Alors que faire? Pour la politique, je vous suggère www.smartvote.ch, une plateforme neutre qui permet – selon vos idées et vos convictions – de sélectionner les candidats les plus proches de vos idées.

Pour le recrutement de vos prochains employés, le principe est similaire. En premier lieu, il s’agit de déterminer les critères de recherche, en d’autres termes les compétences, expériences et personnalité que doit posséder votre candidat. Puis de hiérarchiser ces critères afin de déterminer sur quoi vous serez souple et sur quoi vous ne le serez pas. Puis pondérez ces critères: la comparaison en sera simplifiée. Finalement, vous examinez des candidatures et affinez la liste des prérequis, la hiérarchisation et la pondération, afin d’être au plus proche de ce que le «marché» (à défaut d’un autre terme plus élégant) peut vous offrir. Comme pour le choix des politiciens, aucun candidat ne correspondra parfaitement.

Vous rencontrez ensuite les personnes sélectionnées (s’il y en a évidemment; c’est une réelle problématique en Suisse de nos jours, mais c’est un autre sujet… politique!).
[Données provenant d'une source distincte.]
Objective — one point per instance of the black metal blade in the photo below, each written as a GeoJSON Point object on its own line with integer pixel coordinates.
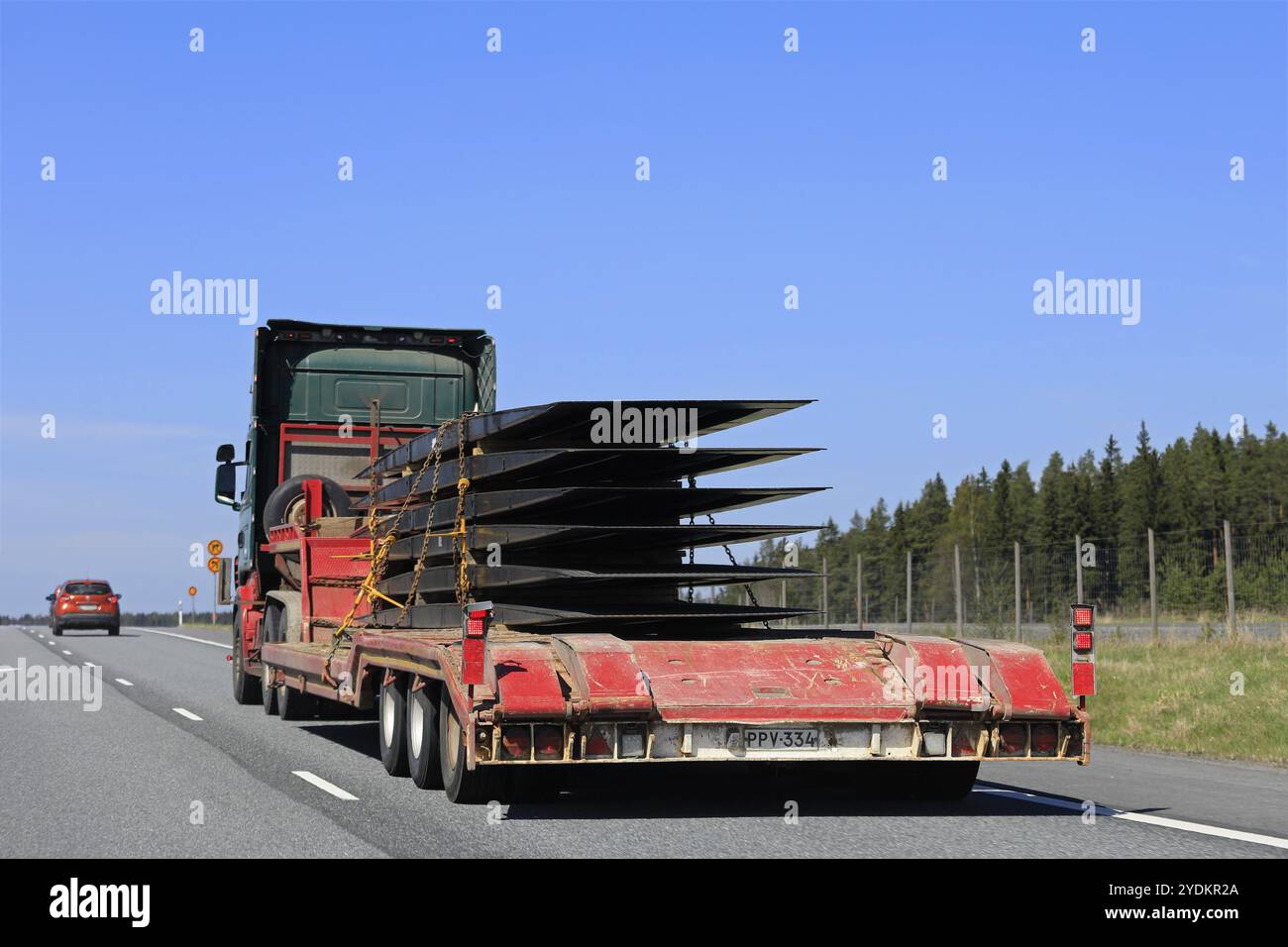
{"type": "Point", "coordinates": [492, 579]}
{"type": "Point", "coordinates": [574, 424]}
{"type": "Point", "coordinates": [581, 543]}
{"type": "Point", "coordinates": [589, 505]}
{"type": "Point", "coordinates": [566, 467]}
{"type": "Point", "coordinates": [652, 617]}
Vous les rencontrez une fois, deux fois, trois fois si nécessaire. N’avez-vous jamais remarqué comme le souvenir d’un endroit visité lors d’un voyage peut ne pas correspondre à la réalité quand on y retourne quelques années plus tard? Eh bien c’est la même chose avec les candidats. Il est utile et important de les voir (et les faire voir) plusieurs fois afin de ne pas faire l’objet de trop de biais.

Finalement, quand votre choix est fait, posez-vous la question une dernière fois, en toute honnêteté: pourquoi ce candidat me plaît-il? Remplit-il tous les critères élaborés avec tant de soin? Ou se joue-t-il autre chose? Le cas échéant, qu’est-ce? Ce n’est en soi pas grave si la chimie prend avec une personne qui n’a objectivement pas le plus d’atouts, mais il est par contre très important de savoir pourquoi. Le candidat vous rappelle quelqu’un? Vous ressemble? Ressemble à quelqu’un que vous appréciez? Car si dans quelques mois les choses ne se passent pas aussi bien que prévu, vous n’aurez que vous-même à blâmer. Et n’oublions pas: choisir c’est renoncer!

PS: Cette chronique semble certes être rédigée à l’intention des recruteurs; ne vous détrompez pas, chers chercheurs d’emploi, le raisonnement vaut aussi pour vous, mutatis mutandis.